Die (un)heimliche Staatsgewalt: VIII. Auskunftsanspruch
aus: vorgänge Nr. 55 (Heft 1/1982), S. 108-110
Die in den bisherigen Kapiteln vorgenommenen Einschränkungen und Präzisierungen der Tätigkeit des Verfassungsschutzes sind überflüssig, wenn nicht auch ihre Beachtung gesichert ist. Angesichts der dem Wesen nach heimlichen Tätigkeit des Verfassungsschutzes ist diese Garantie kaum zu geben, da Verstöße nicht bekannt werden, der Verfassungsschutz also keine Sanktionen zu fürchten braucht – weder als Institution insgesamt noch jeweils der einzelne Beamte. Die notwendige Wirksamkeit erhalten die vorgeschlagenen Regelungen erst, wenn ihre Einhaltung kontrolliert wird. Was liegt näher, als diese Kontrolle bei dem Betroffenen anzusiedeln, ihm einen Auskunftsanspruch zu geben, mit dem er überprüfen kann, ob und welche Informationen der Verfassungsschutz über ihn – gegebenenfalls rechtswidrig – gesammelt hat. Hinsichtlich der in Dateien enthaltenen personenbezogenen Daten, ist der Gesetzgeber in den Datenschutzgesetzen diesen Weg im Prinzip bereits gegangen. Die Datenschutzgesetze lassen die Verarbeitung personenbezogener Daten nur zu, wenn die schutzwürdigen Belange des Betroffenen nicht beeinträchtigt werden. Da letztlich aber nur der Betroffene selbst entscheiden kann, ob durch die Speicherung oder die sonstige Verarbeitung seiner Daten in einer bestimmten Datei schutzwürdige Belange beeinträchtigt werden oder nicht“ [1] hat der Gesetzgeber den Auskunftsanspruch als fundamentale Kontrollfunktion eingeführt. Ausgerechnet der Sicherheitsbereich, in dem besonders sensible Daten gespeichert sind, ist davon ausgenommen worden.

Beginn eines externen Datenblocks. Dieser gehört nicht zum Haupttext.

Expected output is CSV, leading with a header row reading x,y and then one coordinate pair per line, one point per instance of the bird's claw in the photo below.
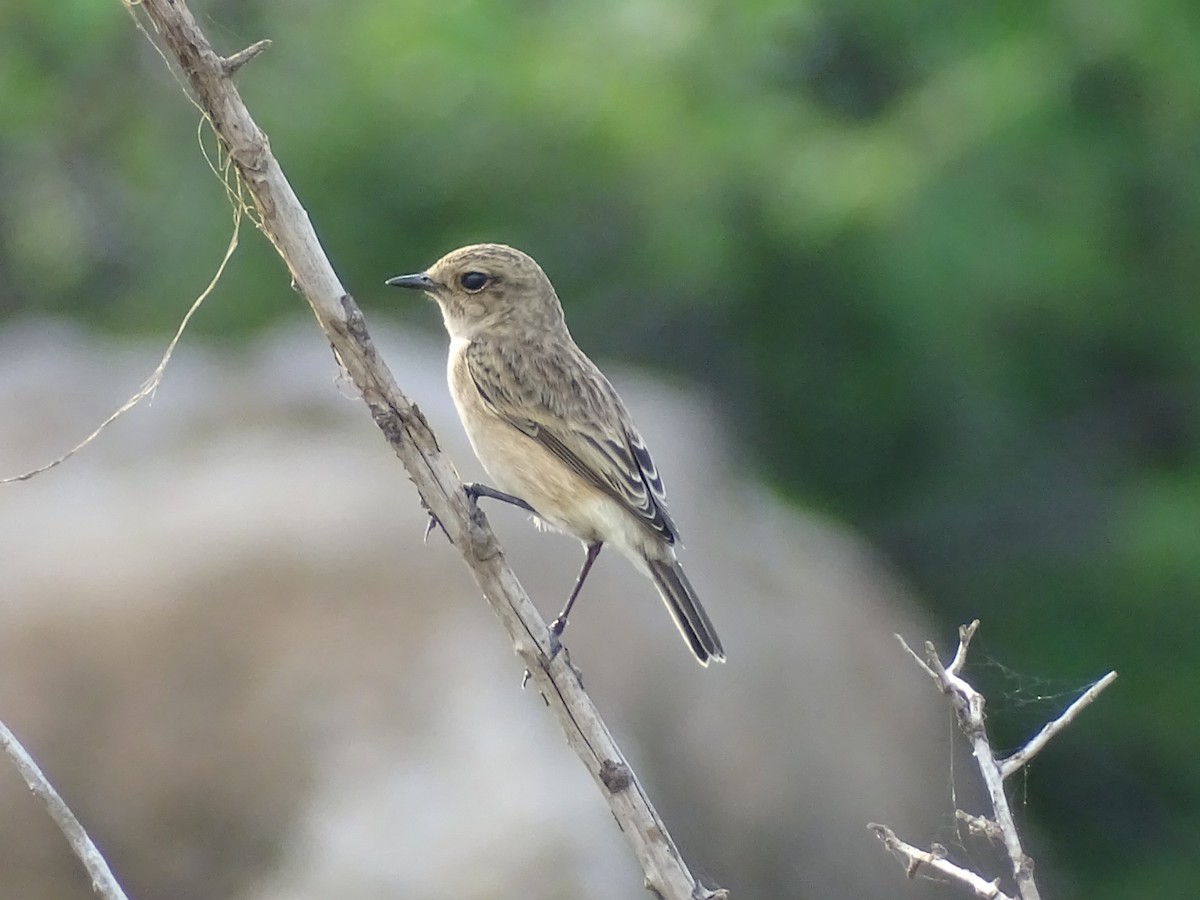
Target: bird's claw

Auf Initiative des Bundesbeauftragten für den Datenschutz und einiger seiner Länderkollegen [2] ist nun teilweise auch bei den Polizeibehörden ein Auskunftsanspruch des Bürgers eingeführt worden [3].
Dieser datenschutzrechtliche Auskunftsanspruch muß auch auf den Verfassungsschutz ausgedehnt werden. Er darf sich außerdem nicht auf die in Dateien enthaltenen Daten beschränken – dies sind nämlich im Bereich des Verfassungsschutzes in der Regel nur Aktenzeichen, aus denen ersichtlich ist, wo Akten über den Betreffenden geführt werden. Vielmehr muß der Auskunftsanspruch sich auf alle Informationen, die der Verfassungsschutz über den Betreffenden gesammelt hat, erstrecken sowie darauf, welche Informationen ggf. an wen übermittelt worden sind [4].
Eine Ausnahme kann vorgesehen werden für den Quellenschutz sowie für die Spionagebekämpfung. Die Beweislast dafür, dass einer dieser Ausnahmefälle vorliegt, muß beim Verfassungsschutz liegen. Hält er sich wirklich – wie von ihm selbst und den Politikern immer wieder behauptet – an Gesetz und Recht, ist auch nicht einzusehen, warum er einen solchen Auskunftsanspruch fürchten sollte und ablehnen müßte.
Verweise
1 Was bringt das Datenschutzgesetz?, hrg vom Bundesbeauftragten für den Datenschutz, 1978, S 5.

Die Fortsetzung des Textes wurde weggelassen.